Fonts: We tested black, gray, and white fonts on different combinations of black, gray, and white backgrounds. Depending on how the phone handles things, certain combinations may affect the text's legibility. The HTC HD7 delivered blurry text during our test. Our test photo has a resolution of 480x800, the same as the HD7's native resolution. Also, when viewing Websites and the phone's menu, we saw no signs of blurry text. It could be that the phone's gallery app just doesn't have quite enough bandwidth devoted to it, but we can't yet say that definitively without more testing. Text on the iPhone 4 was sharp, but thanks to its high resolution, was also small and difficult to see without squinting. The Nexus S delivered the best overall text, as it was properly sized and just as sharp as the iPhone 4's.
Coca-Cola photo: A high-quality picture of a Coke can is useful for testing how close the phone can come to reproducing colors from the real world. We used a real Coke can as a reference.

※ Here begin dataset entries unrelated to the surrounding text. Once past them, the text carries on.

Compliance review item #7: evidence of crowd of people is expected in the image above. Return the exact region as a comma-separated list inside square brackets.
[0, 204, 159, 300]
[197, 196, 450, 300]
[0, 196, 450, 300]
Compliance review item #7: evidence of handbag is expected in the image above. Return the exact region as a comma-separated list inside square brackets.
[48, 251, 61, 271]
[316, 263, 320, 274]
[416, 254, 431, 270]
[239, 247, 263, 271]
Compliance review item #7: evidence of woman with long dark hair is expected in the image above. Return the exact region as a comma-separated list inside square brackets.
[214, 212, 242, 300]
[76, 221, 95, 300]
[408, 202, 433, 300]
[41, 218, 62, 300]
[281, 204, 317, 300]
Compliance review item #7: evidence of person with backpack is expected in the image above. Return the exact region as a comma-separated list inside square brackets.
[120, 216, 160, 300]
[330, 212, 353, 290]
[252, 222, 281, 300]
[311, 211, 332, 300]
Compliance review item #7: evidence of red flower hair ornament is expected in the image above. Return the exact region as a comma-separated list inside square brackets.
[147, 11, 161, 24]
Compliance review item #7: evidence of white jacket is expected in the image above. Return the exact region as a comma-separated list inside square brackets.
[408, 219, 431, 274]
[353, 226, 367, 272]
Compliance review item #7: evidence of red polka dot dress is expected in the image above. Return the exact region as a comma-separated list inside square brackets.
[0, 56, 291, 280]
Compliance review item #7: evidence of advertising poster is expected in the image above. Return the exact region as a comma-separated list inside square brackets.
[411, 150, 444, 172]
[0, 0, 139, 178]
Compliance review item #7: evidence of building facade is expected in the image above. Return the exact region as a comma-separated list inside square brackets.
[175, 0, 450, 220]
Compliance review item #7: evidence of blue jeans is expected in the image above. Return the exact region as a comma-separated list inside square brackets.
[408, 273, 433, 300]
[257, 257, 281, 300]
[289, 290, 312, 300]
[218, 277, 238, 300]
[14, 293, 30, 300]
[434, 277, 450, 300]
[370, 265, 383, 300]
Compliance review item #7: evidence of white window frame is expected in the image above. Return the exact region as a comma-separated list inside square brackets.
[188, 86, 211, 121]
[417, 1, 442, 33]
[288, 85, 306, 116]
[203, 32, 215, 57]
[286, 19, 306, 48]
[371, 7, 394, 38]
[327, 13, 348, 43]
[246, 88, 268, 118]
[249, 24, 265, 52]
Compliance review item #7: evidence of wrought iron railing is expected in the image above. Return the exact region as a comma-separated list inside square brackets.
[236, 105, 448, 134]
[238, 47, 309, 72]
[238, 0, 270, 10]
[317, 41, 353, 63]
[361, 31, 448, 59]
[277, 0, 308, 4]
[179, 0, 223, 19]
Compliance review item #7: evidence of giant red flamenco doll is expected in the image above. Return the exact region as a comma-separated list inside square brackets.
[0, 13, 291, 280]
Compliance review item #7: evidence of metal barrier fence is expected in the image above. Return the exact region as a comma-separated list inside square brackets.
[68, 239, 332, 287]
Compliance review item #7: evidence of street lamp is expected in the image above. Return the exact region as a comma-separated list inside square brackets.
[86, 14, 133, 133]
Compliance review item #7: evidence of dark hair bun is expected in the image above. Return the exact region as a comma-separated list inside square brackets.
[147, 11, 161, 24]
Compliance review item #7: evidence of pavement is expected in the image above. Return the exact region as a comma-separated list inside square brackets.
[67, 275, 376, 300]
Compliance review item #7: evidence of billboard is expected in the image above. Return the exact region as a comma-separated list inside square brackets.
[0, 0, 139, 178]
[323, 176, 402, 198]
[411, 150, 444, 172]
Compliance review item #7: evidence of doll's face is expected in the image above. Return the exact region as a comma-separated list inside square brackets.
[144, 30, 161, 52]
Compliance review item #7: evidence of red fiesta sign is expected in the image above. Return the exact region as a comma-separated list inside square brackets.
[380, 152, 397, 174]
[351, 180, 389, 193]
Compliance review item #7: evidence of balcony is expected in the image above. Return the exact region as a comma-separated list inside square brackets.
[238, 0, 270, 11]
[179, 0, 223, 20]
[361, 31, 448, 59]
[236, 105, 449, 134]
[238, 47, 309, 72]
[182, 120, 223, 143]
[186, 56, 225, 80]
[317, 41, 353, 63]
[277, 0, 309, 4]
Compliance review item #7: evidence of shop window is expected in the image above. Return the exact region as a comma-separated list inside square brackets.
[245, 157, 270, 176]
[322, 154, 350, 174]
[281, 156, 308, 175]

The iPhone 4 displayed the pic with the most accurate color, where red looked accurate and vibrant rather than washed out. The Nexus S was second best, with a detailed can with only a small amount of visible dithering; however, the color was oversaturated and the can's color appeared more orange-red than red. The HD7 showed no signs of dithering, but had washed-out color.
Mars photo: We used a picture of a sunset on Mars to test the display's real-world false contouring threshold. The sky should appear to smoothly transition in color. If visible steps are noticeable, the phone has a false-contouring problem. The iPhone 4 displayed the clearest picture with no false contouring signs, but it was too dark to see the darkest detail of the rocks on the bottom of the picture. The HD7 came in second with no false contouring, and more visible dark detail than the iPhone 4, but the overall picture was less clear. The Nexus S had very noticeable evidence of egregious false contouring in the sky, but dark detail was more visible than on the iPhone 4.
Game: We used Raging Thunder 2 on the iPhone 4, Raging Thunder 2 Lite on the Nexus S, and Need for Speed: Underground on the HD7 to evaluate each phone's color performance in a fast-moving game. Both the iPhone 4 and Nexus S delivered a bright and vibrant image; however, the Nexus S' color was not as accurate and was noticeably oversaturated. Not surprisingly, the HD7 showed somewhat washed-out color and a muted vibrancy.